PUNJAB SUBMERGED

Lily

B.R
Staff member
Anandpur Sahib August 14:
It rained and rained destruction, with death giving company after almost 20 years in Punjab with Saura village in Ropar flooded, three persons getting killed in 15 incidents of house collapse in Tarn Taran and Amritsar districts and sewage entering some homes in Phagwara, Jalandhar and Hoshiarpur. So devastative were the rains that chief minister Parkash Singh Badal had to call an emergency meeting late in the evening and release more than Rs 10 crore in this regard.
Most of the 500 residents of this village adjoining Himachal are trapped in the flood with no rescue operation appearing feasible till the filing of the report late in the evening. The entire Ropar district administration, led by deputy commissioner B Purushartha, reached the spot for arranging rescue and relief.

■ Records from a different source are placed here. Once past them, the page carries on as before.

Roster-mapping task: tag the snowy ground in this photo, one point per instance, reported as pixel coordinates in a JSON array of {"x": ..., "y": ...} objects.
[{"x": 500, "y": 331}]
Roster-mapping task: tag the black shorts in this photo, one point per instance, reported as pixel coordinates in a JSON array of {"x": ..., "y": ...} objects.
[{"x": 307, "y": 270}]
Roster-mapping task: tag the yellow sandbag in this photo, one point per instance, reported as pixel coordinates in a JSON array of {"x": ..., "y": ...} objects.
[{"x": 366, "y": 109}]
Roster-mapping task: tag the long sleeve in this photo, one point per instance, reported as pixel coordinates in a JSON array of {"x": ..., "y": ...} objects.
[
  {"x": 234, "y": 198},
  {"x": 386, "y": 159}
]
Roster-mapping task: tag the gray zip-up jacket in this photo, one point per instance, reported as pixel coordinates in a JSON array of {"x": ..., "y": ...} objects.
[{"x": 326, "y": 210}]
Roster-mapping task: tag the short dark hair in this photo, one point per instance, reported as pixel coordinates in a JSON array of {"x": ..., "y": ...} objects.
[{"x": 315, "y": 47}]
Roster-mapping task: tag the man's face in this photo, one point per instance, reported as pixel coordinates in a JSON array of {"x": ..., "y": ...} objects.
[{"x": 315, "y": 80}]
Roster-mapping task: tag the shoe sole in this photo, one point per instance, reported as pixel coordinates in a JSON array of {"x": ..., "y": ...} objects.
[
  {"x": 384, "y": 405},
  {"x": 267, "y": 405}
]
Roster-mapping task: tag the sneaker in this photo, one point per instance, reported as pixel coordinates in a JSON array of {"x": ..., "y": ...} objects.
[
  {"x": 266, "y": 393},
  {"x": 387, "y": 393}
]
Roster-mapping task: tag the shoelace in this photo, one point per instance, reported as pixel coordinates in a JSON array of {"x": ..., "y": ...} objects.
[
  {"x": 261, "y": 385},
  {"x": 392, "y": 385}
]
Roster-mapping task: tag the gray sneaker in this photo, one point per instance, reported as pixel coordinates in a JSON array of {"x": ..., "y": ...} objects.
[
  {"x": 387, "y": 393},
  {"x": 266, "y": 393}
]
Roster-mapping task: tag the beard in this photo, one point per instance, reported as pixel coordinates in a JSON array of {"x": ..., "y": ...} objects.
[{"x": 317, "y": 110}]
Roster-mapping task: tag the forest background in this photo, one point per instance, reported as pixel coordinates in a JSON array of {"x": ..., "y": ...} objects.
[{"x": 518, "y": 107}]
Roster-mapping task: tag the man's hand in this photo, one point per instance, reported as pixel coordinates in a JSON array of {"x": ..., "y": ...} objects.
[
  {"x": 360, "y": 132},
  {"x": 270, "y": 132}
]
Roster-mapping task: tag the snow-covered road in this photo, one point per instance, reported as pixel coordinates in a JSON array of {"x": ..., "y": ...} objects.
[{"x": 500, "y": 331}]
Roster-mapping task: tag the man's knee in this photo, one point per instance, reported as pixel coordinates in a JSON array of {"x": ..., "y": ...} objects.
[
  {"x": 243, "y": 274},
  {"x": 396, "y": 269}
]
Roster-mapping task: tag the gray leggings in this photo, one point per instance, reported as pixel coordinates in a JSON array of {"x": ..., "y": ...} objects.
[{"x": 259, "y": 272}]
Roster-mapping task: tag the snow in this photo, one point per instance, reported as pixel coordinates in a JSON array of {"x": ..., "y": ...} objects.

Karam Singh, Hari Kishan, Subash Chand and Tilak Chand, who tried to rescue those trapped that despite having vehicles they could do little. An alert had been sounded in the nearby villages. The DC said the gushing water was making it difficult to use rescue boats.

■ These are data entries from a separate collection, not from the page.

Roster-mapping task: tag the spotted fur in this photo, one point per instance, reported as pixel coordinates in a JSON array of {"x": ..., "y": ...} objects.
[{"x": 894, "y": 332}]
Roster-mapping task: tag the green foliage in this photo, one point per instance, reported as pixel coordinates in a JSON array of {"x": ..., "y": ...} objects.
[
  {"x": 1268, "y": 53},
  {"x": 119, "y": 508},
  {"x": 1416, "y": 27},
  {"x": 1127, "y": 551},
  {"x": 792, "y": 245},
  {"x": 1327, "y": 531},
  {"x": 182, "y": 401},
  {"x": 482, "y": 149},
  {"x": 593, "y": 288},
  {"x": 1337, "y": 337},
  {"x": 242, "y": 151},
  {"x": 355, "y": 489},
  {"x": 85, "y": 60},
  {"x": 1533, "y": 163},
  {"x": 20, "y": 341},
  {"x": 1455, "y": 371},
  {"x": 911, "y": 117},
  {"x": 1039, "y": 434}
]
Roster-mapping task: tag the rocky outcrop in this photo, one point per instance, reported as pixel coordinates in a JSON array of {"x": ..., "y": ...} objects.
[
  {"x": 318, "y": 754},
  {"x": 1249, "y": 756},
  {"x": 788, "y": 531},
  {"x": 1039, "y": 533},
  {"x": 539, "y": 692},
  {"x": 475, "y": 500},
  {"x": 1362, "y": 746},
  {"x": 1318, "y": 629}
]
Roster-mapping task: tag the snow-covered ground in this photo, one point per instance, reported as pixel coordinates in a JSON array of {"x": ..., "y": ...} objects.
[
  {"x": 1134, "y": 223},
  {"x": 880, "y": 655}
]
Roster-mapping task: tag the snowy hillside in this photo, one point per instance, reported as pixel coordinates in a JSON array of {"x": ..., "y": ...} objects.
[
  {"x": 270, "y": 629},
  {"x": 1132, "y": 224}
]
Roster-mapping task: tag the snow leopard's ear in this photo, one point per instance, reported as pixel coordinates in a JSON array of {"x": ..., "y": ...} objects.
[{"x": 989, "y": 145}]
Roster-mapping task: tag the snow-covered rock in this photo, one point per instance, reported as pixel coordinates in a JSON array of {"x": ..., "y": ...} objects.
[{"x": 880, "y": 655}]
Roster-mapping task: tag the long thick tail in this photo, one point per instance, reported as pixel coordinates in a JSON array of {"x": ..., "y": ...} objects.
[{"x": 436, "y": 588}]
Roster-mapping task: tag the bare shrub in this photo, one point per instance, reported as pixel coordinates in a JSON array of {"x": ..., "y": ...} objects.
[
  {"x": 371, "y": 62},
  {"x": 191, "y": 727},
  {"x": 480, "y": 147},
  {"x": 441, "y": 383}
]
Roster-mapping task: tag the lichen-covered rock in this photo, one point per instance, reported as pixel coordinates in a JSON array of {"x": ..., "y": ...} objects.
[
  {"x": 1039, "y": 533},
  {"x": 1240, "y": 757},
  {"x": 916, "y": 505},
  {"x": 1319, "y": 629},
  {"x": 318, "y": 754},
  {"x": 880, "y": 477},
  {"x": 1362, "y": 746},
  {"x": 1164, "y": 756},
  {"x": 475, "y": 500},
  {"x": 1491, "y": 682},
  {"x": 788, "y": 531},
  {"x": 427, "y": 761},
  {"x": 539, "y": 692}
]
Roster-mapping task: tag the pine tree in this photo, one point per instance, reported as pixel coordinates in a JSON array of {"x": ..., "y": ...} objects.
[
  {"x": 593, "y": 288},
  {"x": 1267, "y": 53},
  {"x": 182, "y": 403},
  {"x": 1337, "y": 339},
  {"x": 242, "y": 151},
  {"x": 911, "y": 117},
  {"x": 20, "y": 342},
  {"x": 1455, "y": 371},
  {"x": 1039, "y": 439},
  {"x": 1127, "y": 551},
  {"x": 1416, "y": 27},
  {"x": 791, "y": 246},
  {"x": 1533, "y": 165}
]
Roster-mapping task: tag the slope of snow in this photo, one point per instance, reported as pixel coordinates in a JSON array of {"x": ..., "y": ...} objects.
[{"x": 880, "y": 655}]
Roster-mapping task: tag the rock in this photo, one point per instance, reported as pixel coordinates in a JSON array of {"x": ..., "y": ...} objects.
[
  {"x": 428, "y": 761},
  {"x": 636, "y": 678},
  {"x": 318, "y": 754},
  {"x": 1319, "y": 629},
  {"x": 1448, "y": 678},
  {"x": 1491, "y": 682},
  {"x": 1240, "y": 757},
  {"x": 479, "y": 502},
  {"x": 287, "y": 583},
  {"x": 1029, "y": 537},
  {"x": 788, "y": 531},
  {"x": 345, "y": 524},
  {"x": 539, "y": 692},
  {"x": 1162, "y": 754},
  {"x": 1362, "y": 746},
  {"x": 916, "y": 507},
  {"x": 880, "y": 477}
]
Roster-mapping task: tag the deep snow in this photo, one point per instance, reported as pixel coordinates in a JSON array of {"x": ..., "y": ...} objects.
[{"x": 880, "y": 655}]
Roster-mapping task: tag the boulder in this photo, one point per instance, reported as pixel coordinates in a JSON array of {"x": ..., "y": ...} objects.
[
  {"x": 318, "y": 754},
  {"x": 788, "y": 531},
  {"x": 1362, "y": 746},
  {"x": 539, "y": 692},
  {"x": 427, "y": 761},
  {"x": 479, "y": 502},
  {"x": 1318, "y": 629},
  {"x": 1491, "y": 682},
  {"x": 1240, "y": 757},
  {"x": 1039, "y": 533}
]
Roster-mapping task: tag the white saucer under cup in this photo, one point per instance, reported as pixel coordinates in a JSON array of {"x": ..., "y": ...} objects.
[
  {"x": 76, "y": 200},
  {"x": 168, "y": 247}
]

In Amritsar and Tarn Taran districts, Bablu (5) and Rajrani (35) died in a house collapse while Balwinder Singh (35) of Ubokae village was killed in another one. Heavy rains caused collapse of 15 houses in the two districts. A major portion of a road next to an under-construction shopping mall caved in Amritsar, leading to cracks in nearby houses.

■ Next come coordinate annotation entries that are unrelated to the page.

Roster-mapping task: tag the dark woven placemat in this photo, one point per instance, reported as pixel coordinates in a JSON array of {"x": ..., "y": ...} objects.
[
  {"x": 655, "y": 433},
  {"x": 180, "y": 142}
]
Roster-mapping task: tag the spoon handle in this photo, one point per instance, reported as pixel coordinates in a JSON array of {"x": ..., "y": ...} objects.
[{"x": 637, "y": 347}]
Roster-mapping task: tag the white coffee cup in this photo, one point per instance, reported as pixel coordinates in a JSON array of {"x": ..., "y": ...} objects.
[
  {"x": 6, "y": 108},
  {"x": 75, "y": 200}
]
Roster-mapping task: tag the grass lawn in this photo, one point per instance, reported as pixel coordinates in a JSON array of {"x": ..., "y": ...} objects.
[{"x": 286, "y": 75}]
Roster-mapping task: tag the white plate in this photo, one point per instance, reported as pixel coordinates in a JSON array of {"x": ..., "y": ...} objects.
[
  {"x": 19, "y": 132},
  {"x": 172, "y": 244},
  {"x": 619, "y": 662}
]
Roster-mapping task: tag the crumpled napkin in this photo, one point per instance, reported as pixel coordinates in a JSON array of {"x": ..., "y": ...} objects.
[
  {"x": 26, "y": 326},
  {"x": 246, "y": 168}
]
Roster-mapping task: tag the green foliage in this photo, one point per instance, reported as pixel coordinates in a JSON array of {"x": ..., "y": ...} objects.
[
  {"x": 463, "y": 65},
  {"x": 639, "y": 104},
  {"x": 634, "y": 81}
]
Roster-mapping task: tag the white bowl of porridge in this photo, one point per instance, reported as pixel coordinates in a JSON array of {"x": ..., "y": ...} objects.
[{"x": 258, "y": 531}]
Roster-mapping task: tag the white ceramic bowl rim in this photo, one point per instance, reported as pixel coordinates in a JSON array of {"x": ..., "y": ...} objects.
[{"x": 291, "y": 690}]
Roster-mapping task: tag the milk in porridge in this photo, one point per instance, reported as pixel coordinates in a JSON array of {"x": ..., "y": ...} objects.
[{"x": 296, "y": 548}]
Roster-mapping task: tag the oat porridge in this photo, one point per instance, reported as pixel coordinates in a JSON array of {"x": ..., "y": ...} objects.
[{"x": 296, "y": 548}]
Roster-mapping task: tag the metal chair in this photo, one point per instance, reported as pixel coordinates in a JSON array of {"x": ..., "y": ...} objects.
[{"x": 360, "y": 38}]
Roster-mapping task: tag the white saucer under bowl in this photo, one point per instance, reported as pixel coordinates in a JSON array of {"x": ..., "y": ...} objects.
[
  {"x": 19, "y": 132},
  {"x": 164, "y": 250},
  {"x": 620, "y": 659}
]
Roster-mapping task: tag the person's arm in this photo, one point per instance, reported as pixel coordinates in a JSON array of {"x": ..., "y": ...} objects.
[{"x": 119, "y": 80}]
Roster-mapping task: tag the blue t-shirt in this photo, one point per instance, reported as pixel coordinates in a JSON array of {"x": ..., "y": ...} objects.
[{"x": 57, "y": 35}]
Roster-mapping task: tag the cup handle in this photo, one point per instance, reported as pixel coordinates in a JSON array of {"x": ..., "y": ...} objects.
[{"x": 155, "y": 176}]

Residents had to be evacuated while a couple of vehicles were damaged during the rainfall (135 mm), highest in the past 35 years in the district. Villages around Adampur in Jalandhar district were submerged as a drain in the area failed to contain the flow of Nasrala choe. Malkiat Singh, a resident of the area, said Kadiana village was submerged in 4-5 feet of water while Arjanwal village on Adampur-Jalandhar road, along with some localities of Adampur, was under 2-3 feet water.
In Phagwara, 192 mm rainfall was recorded, a maximum after 20 years (it was recorded 300 mm over 24 hours in 1988 when there were statewide floods). Even the power station on Hoshiarpur road was inundated and PSEB officials had to cut off the supply at around 10 am. PSEB executive engineer Sanjiv Kumar said the sewage also entered the power station and some houses in Phagwara, Hoshiarpur and Jalandhar. Apart from the houses, shops and other commercial establishments on Gaushala road and other adjoining areas in the old city were also submerged.